Yesterday, the Federal Trade Commission laid down a clear marker for retailers in announcing a settlement with Lord & Taylor. This is the agency’s first native advertising case since issuing its Enforcement Policy Statement on Deceptively Formatted Advertising and Native Advertising Business Guidance in December 2015.

Yesterday’s case centers on Lord & Taylor’s plan last year to promote its “Design Lab” collection – a private label clothing line aimed at the millennial set – through native advertising editorials and influential Instagrammers. The retailer gifted one particular dress to 50 fashion influencers and paid the influencers between $1,000 and $4,000 to post one photo of themselves wearing the dress during a specified weekend in March 2015. According to the FTC’s complaint, Lord & Taylor’s contracts required the influencers to use the @lordandtaylor user designation and #DesignLab campaign hashtag in their posts, but did not require the influencers to disclose that they had been paid by Lord & Taylor. The FTC alleges that while Lord & Taylor exercised editorial oversight over the posts, it did not add any disclosures that  the posts were part of a Lord & Taylor-sponsored advertising campaign.

Lord & Taylor’s Design Lab plan also included placing a native article and Instagram post with fashion magazine Nylon.com. The FTC’s complaint alleges that while Lord & Taylor paid for the article and Instagram post and reviewed and pre-approved the content, the retailer did not disclose this commercial arrangement in either submission.

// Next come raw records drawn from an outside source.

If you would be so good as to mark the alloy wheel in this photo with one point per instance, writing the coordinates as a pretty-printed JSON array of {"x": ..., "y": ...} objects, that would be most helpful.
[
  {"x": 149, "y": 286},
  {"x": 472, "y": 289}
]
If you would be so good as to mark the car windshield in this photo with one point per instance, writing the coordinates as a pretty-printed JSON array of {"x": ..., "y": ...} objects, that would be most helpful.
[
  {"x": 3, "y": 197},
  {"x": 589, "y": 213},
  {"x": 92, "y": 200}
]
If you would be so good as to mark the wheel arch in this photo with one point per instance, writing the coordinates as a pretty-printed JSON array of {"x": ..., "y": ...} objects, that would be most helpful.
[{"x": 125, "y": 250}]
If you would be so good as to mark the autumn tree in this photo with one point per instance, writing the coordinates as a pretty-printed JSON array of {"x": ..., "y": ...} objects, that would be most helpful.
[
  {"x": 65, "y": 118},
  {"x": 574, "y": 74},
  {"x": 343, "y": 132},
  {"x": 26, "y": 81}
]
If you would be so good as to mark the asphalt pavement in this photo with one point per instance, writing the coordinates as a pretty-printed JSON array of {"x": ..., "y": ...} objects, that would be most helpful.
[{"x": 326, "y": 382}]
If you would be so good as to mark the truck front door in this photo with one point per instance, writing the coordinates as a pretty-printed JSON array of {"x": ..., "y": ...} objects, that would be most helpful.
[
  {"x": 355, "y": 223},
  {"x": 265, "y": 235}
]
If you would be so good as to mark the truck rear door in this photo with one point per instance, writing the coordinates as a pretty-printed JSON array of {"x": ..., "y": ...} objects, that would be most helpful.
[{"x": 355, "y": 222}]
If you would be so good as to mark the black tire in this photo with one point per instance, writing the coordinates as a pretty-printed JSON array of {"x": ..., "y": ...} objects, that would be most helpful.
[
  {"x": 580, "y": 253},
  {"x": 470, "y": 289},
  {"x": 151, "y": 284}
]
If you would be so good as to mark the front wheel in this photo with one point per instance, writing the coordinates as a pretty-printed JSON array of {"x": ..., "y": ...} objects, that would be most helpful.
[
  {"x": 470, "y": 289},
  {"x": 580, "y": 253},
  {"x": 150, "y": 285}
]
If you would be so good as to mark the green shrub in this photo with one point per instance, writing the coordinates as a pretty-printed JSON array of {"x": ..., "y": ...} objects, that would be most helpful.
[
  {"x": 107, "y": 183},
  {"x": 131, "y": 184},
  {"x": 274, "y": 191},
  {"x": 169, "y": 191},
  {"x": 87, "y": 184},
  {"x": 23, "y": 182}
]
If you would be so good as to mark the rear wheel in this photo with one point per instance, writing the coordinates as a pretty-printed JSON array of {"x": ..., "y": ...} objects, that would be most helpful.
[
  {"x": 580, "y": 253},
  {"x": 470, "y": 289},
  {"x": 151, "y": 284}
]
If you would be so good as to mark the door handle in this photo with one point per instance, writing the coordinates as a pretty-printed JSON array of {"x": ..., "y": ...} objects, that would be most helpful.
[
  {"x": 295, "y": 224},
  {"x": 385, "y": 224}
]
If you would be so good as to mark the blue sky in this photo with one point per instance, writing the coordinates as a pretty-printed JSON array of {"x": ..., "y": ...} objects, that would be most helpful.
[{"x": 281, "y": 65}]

The FTC’s complaint includes three counts of deception:

  1. Although Lord & Taylor represented that the 50 Instagram influencers’ images and captions reflected the independent statements of impartial fashion influencers, the postings were part of an advertising campaign to promote Design Lab sales;
  2. While representing that the influencers’ posts reflected the opinions of individuals with expertise in fashion trends, Lord & Taylor failed to disclose that the influencers were the company’s paid endorsers; and
  3. While Lord & Taylor represented that Nylon magazine posts were independent statements and opinions regarding the Design Lab launch, the posts were actually paid commercial advertising.

​If approved, the proposed consent order will run for 20 years and:

  1. Prohibits Lord & Taylor from misrepresenting any of its endorsers as independent, ordinary consumers, and requires Lord & Taylor to clearly and conspicuously disclose material connections between the company and its endorsers;
  2. Prohibits Lord & Taylor from misrepresenting that paid commercial advertising is a statement or opinion from an independent or objective publisher;
  3. Requires Lord & Taylor to establish an endorser compliance and monitoring program that includes:
  • providing endorsers with a statement of responsibility to disclose material connections and receiving signed acknowledgements of agreement from them to comply;
  • monitoring influencer endorsements and keeping sufficient records to show results;
  • terminating recalcitrant endorsers; and
  1. ​Requires Lord & Taylor to keep records for five years following any endorsement campaign.

Why this settlement matters for our retail and consumer products clients:

  • Advertisers are not immune under the FTC’s analysis. Although this case involved seasoned fashion influencers and an established talent agency and online fashion magazine, the FTC held Lord & Taylor, not those entities, liable for its endorsers’ failure to disclose material ties.
  • Make sure your agency contracts require endorsers to disclose their material connections to you. The FTC’s complaint emphasizes that Lord & Taylor exercised significant contractual oversight over influencers’ posts, requiring precise language and reviewing and approving each post, but failed to mandate disclosures. But even where intermediaries are involved and your connection to endorsers is indirect, you may be held liable. The fix here was simple – the hashtag #advertising – and could have saved Lord & Taylor significant trouble.
  • While getting creative, don’t ignore the basics. Under the FTC’s native advertising guidance, ads that are not identifiable as advertising are deceptive if they mislead consumers into believing they are independent, impartial or do not come from the sponsoring advertiser. A native ad that   is likely to confuse consumers must be marked as an ad. According to the FTC, “Advertisement,” “Paid Advertisement” or “Sponsored Advertising Content” are terms likely to be understood by consumers to mean that a native ad is commercial advertising.